Des An­walts neue Klei­der

Ein An­walt klei­de­te sich für den Be­rufs­ein­stieg neu ein und kauf­te fünf An­zü­ge, zwölf Hem­den, drei Ho­sen und zwei Paar Schu­he im Ge­samt­wert von 3.830,95 €. In dem Ver­fah­ren vor dem Fi­nanz­ge­richt Ham­burg, Ur­teil vom 26. März 2014 • Az. 6 K 231/12, ging es dann um die Fra­ge, ob die­se Aus­ga­ben als Wer­bungs­kos­ten ab­zieh­bar sind.

Der An­walt trug vor, dass die­se Aus­ga­ben Auf­wen­dun­gen für ty­pi­sche Be­rufs­klei­dung sei­en, § 9 Abs. 1 S. 3 Nr. 6 EStG, näm­lich an­walts­ty­pi­sche Klei­dung. Denn die­se sei­en durch sei­ne Tä­tig­keit als Rechts­an­walt auf­grund der Er­war­tun­gen und Ge­pflo­gen­hei­ten hin­sicht­lich des äu­ße­ren Er­schei­nungs­bil­des an­ge­stell­ter Rechts­an­wäl­te in An­walts­so­zie­tä­ten ver­an­lasst. An­zug und Hemd wür­den als an­walts­ty­pi­sche Be­rufs­klei­dung als selbst­ver­ständ­lich vor­aus­ge­setzt. Nach­dem der durch­schnitt­li­che Bür­ger, der im Rah­men sei­ner be­ruf­li­chen Tä­tig­keit nicht dar­auf an­ge­wie­sen sei, An­zug zu tra­gen, re­gel­mä­ßig nur ein bis zwei An­zü­ge be­sit­ze, sei die An­schaf­fung von meh­re­ren An­zü­gen kei­ne Auf­wen­dung für die all­ge­mei­ne Le­bens­füh­rung im Sin­ne des § 12 Nr. 1 Satz 2 EStG.

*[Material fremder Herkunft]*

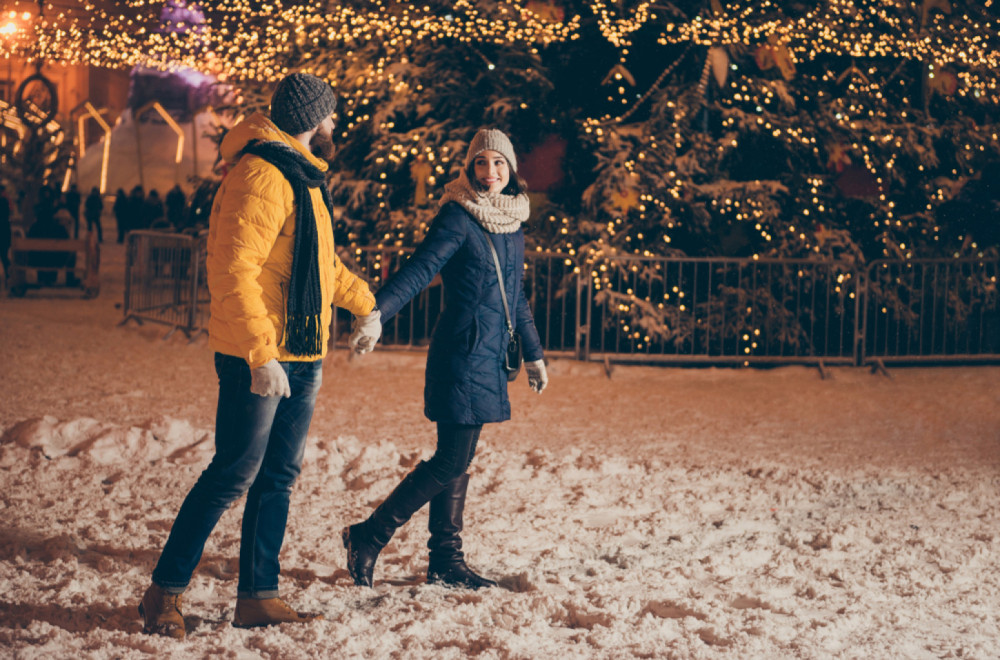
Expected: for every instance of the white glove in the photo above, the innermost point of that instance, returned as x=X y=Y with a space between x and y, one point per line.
x=537 y=378
x=365 y=331
x=270 y=379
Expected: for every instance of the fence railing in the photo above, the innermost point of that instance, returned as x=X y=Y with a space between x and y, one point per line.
x=923 y=309
x=663 y=310
x=165 y=281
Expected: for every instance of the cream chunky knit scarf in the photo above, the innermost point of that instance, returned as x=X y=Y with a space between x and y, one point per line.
x=497 y=213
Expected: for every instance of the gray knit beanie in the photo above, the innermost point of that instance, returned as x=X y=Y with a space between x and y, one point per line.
x=301 y=102
x=493 y=140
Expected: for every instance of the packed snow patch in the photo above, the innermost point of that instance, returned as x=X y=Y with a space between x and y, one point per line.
x=655 y=513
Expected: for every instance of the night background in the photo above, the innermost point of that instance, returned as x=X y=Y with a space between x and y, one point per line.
x=809 y=189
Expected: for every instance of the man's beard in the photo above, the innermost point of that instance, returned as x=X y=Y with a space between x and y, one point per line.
x=321 y=146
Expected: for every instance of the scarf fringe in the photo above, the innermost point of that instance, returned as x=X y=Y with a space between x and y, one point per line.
x=303 y=335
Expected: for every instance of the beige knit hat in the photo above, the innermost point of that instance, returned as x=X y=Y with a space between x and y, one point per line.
x=491 y=139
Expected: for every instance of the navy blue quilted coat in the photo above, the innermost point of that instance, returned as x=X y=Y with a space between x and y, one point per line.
x=465 y=381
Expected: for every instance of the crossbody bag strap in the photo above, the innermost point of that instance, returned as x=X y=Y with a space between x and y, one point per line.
x=503 y=292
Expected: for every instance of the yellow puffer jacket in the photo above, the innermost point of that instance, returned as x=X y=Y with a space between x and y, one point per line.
x=251 y=241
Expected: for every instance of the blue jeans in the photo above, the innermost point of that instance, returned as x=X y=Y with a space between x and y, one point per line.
x=259 y=445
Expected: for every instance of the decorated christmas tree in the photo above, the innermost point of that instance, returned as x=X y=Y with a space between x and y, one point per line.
x=838 y=132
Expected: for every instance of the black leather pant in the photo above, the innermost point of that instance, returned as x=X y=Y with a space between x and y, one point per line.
x=455 y=449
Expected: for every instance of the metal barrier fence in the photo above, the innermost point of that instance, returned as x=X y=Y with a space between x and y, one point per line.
x=722 y=310
x=165 y=281
x=663 y=310
x=922 y=310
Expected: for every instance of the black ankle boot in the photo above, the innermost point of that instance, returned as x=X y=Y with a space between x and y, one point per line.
x=365 y=540
x=447 y=563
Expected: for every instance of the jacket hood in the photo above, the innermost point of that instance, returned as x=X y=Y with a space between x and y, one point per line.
x=259 y=127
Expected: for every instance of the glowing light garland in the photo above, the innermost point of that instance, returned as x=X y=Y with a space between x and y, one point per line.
x=224 y=46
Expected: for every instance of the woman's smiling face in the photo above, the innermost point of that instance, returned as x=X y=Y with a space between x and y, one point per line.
x=492 y=170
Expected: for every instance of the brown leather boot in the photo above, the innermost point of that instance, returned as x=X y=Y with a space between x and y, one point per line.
x=257 y=612
x=161 y=613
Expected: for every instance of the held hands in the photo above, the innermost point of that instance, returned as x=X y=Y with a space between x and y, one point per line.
x=270 y=379
x=365 y=332
x=537 y=378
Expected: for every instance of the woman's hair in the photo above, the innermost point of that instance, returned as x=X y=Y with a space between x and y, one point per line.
x=515 y=186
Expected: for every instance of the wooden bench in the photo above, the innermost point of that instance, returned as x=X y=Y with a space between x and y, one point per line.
x=54 y=262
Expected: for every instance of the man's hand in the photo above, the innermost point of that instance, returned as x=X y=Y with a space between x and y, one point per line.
x=365 y=332
x=270 y=379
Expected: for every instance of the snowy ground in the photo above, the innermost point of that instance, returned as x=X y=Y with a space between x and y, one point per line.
x=658 y=513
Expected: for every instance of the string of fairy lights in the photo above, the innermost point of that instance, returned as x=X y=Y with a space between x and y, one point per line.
x=222 y=45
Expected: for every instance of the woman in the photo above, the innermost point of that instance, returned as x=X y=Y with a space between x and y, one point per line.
x=466 y=385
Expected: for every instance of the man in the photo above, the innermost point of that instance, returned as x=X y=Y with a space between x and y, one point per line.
x=273 y=277
x=72 y=199
x=93 y=207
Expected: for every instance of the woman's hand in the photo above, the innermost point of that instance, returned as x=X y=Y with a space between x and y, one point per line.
x=365 y=332
x=537 y=378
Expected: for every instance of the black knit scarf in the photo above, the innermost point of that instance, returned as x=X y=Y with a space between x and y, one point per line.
x=303 y=335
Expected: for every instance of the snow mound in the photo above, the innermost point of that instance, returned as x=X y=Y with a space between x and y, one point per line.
x=98 y=442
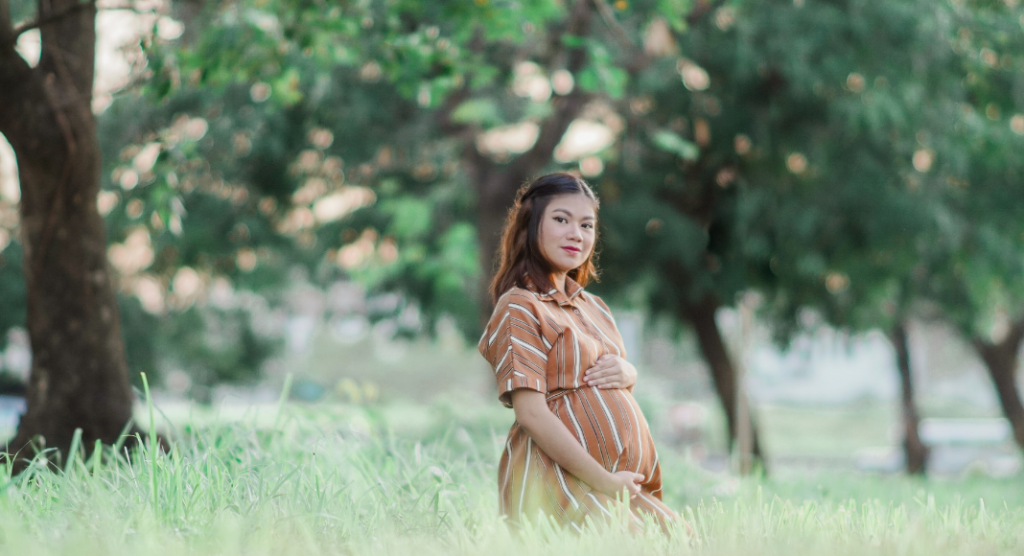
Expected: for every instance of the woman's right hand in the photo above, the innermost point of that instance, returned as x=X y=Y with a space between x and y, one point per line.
x=623 y=479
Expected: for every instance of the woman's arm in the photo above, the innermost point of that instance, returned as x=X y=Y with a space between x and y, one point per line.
x=551 y=435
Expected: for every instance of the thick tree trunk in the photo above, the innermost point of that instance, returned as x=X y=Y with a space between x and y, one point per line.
x=496 y=196
x=1000 y=360
x=916 y=452
x=701 y=316
x=79 y=377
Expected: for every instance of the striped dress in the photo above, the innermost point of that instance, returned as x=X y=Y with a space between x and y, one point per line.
x=546 y=342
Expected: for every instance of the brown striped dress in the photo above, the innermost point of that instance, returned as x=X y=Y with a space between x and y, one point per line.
x=546 y=342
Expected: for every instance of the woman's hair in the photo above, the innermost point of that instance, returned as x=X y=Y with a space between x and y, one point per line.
x=520 y=251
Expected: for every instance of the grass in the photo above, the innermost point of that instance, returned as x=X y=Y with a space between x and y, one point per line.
x=347 y=480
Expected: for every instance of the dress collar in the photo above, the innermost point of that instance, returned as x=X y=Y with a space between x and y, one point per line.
x=571 y=288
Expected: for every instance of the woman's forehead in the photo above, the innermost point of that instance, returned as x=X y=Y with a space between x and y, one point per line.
x=577 y=205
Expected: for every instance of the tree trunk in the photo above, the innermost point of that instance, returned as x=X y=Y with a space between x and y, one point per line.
x=916 y=452
x=701 y=316
x=497 y=184
x=1000 y=360
x=79 y=376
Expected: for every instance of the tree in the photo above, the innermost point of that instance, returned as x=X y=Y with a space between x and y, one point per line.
x=79 y=376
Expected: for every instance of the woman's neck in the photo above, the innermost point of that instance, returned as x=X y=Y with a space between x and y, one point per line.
x=559 y=282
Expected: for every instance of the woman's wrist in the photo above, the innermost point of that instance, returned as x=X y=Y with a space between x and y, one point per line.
x=606 y=483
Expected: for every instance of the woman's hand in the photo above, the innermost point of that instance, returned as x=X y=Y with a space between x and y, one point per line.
x=623 y=480
x=610 y=372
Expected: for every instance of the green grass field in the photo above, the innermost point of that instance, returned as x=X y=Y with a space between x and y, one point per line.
x=347 y=479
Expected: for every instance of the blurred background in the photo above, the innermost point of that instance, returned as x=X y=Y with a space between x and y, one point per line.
x=811 y=210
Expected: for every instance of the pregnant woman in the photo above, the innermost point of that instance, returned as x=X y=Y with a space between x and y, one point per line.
x=580 y=442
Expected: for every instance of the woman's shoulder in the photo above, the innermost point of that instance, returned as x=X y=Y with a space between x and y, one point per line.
x=591 y=298
x=516 y=295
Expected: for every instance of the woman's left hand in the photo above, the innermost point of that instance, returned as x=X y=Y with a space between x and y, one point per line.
x=610 y=372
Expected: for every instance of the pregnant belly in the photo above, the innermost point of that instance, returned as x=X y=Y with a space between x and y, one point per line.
x=609 y=425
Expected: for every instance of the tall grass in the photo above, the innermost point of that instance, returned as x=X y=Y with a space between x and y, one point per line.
x=315 y=484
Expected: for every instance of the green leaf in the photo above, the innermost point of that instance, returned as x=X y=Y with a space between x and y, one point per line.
x=673 y=142
x=477 y=111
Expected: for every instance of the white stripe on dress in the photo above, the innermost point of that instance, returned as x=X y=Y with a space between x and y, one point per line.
x=576 y=425
x=494 y=336
x=611 y=422
x=525 y=472
x=527 y=346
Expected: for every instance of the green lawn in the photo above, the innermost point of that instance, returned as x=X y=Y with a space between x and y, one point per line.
x=401 y=479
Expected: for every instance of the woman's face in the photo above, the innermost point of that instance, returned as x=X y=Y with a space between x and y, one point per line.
x=567 y=231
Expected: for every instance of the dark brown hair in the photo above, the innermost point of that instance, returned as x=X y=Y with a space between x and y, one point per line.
x=520 y=252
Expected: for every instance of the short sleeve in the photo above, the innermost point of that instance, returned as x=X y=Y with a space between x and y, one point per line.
x=514 y=344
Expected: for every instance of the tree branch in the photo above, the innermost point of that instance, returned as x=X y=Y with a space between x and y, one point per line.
x=565 y=108
x=52 y=17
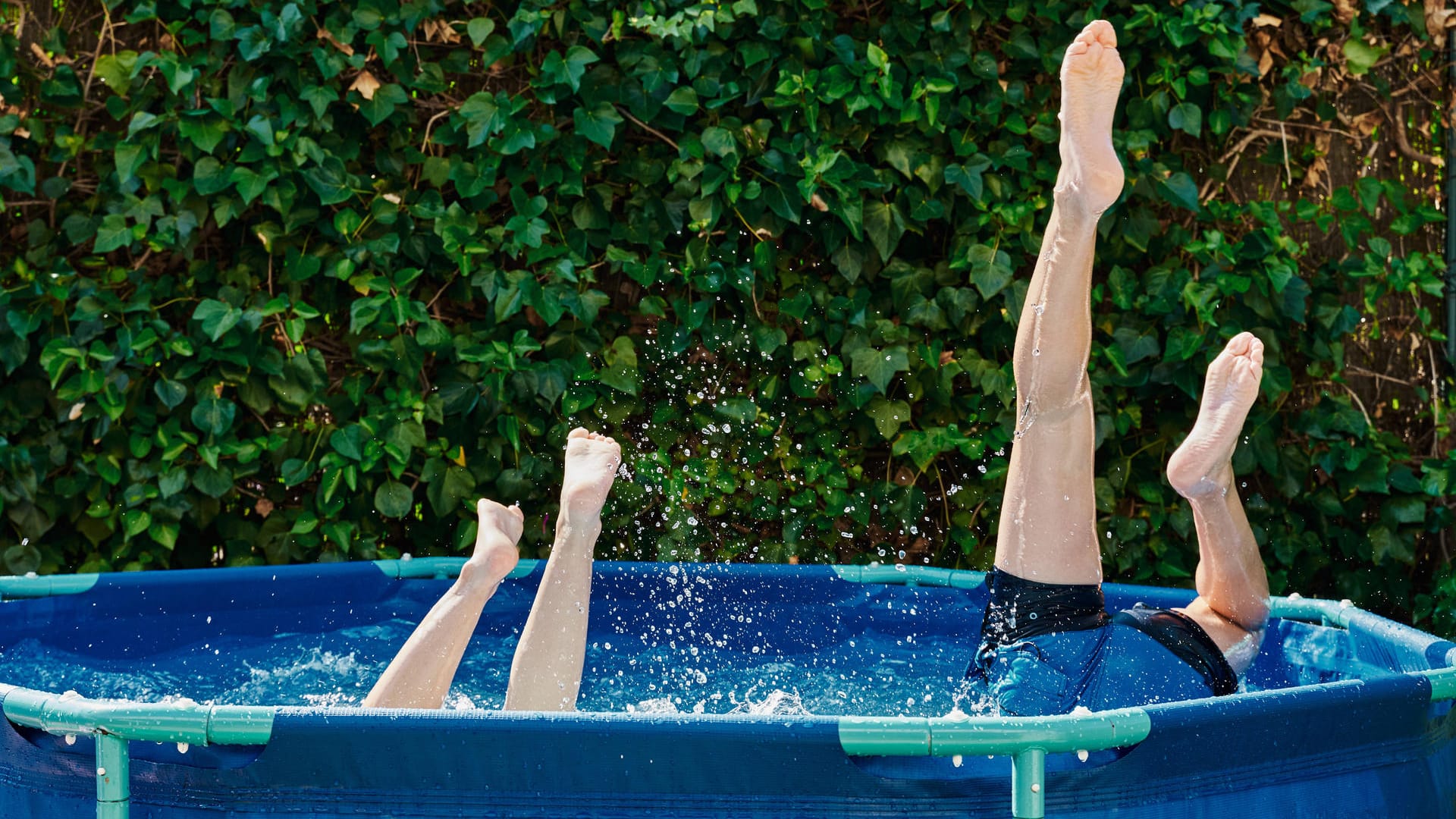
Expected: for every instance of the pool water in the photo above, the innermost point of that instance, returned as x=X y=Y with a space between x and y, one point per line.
x=689 y=642
x=644 y=672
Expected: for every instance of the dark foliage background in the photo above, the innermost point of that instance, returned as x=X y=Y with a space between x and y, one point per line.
x=290 y=281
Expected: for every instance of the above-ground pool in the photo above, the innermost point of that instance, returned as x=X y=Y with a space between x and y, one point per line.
x=710 y=691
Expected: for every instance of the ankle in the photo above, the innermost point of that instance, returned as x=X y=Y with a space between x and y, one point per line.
x=574 y=526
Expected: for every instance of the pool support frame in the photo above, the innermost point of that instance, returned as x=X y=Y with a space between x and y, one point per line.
x=1025 y=739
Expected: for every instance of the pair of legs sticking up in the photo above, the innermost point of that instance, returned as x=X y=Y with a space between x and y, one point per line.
x=1047 y=643
x=546 y=670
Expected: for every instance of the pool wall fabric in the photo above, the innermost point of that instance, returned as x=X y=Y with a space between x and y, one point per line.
x=1350 y=716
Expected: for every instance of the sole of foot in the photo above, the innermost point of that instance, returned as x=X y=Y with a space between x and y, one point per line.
x=1091 y=82
x=495 y=554
x=592 y=464
x=1203 y=463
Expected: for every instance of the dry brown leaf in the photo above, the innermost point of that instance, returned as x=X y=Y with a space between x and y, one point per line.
x=440 y=31
x=1316 y=171
x=1365 y=124
x=39 y=55
x=366 y=85
x=1438 y=19
x=334 y=41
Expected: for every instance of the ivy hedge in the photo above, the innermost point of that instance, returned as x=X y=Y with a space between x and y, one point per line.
x=297 y=280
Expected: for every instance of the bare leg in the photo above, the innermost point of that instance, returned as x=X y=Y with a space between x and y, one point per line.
x=546 y=670
x=1232 y=586
x=1049 y=519
x=421 y=673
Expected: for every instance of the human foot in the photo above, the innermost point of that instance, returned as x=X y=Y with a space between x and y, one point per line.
x=1091 y=80
x=1203 y=464
x=592 y=463
x=495 y=556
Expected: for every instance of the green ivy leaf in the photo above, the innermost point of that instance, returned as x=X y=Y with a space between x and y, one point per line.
x=394 y=499
x=1360 y=55
x=134 y=522
x=990 y=270
x=253 y=42
x=213 y=416
x=382 y=105
x=479 y=28
x=171 y=392
x=889 y=416
x=482 y=117
x=1185 y=117
x=718 y=142
x=213 y=482
x=884 y=224
x=112 y=234
x=218 y=316
x=599 y=124
x=128 y=158
x=880 y=365
x=329 y=181
x=742 y=410
x=682 y=101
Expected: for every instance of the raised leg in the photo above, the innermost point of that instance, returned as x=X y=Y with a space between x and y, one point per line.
x=1232 y=586
x=1049 y=519
x=421 y=673
x=546 y=670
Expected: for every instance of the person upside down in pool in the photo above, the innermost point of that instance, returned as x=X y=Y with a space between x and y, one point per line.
x=1047 y=645
x=549 y=657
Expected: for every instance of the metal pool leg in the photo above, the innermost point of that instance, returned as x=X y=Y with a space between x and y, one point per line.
x=1028 y=773
x=112 y=777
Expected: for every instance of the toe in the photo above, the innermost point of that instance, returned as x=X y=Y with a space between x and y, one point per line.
x=1239 y=344
x=1103 y=33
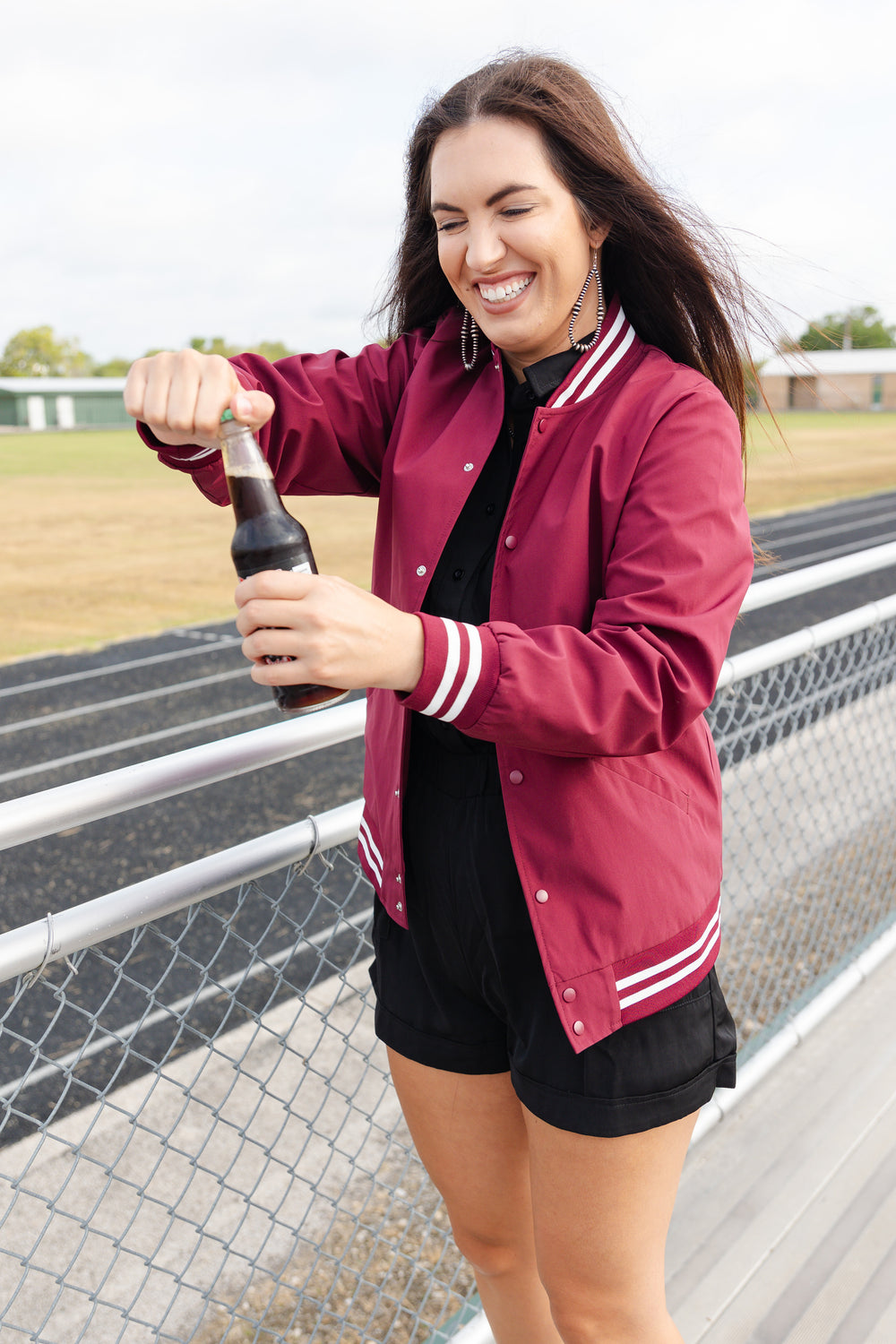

Das Fi­nanz­ge­richt Ham­burg schloss sich die­ser Ar­gu­men­ta­ti­on nicht an. Denn Auf­wen­dun­gen für Klei­dung sei­en eben­so wie Auf­wen­dun­gen für Woh­nung und Ver­pfle­gung grund­sätz­lich Kos­ten der Le­bens­füh­rung; die­se sei­en nach § 12 Nr. 1 Satz 2 des EStG auch dann nicht ab­zugs­fä­hig, wenn sie zur För­de­rung des Be­rufs oder der Tä­tig­keit des Steu­er­pflich­ti­gen er­fol­gen. Die Be­rück­sich­ti­gung der Auf­wen­dun­gen für Be­klei­dung als Wer­bungs­kos­ten schei­de we­gen des Ab­zugs­ver­bots des § 12 Nr. 1 Satz 2 EStG be­reits im­mer dann aus, wenn die pri­va­te Be­nut­zung ei­nes Klei­dungs­stücks im Rah­men des Mög­li­chen und Üb­li­chen liegt. Da­nach kön­nen nur sol­che Klei­dungs­stü­cke zur ty­pi­schen Be­rufs­klei­dung ge­hö­ren, de­ren Ver­wen­dung für Zwe­cke der pri­va­ten Le­bens­füh­rung auf­grund be­rufs­spe­zi­fi­scher Ei­gen­schaf­ten so gut wie aus­ge­schlos­sen ist. Dies tref­fe et­wa auf den Frack ei­nes Lei­chen­be­stat­ters zu. Da­ge­gen sei es bei­spiel­haft in der Oper üb­lich, ei­nen An­zug zu tra­gen.

Dem Ur­teil des Fi­nanz­ge­richts ist zu­zu­stim­men. Denn die Vor­schrift des § 9 Abs. 1 Satz 3 Nr. 6 EStG ist zur Wah­rung der gleich­mä­ßi­gen Be­steue­rung der Steu­er­pflich­ti­gen re­strik­tiv aus­zu­le­gen. Ty­pi­sche Be­rufs­be­klei­dung ist eben kei­ne Be­klei­dung, die noch ei­nem an­de­ren Zweck die­nen kann. In­wie­weit ein ge­ge­be­ner be­ruf­li­cher Mehr­auf­wand den­noch zu be­rück­sich­ti­gen ist, bleibt dem Ge­setz­ge­ber über­las­sen, der hier­zu aber kei­ne wei­te­re Re­ge­lung ge­schaf­fen hat.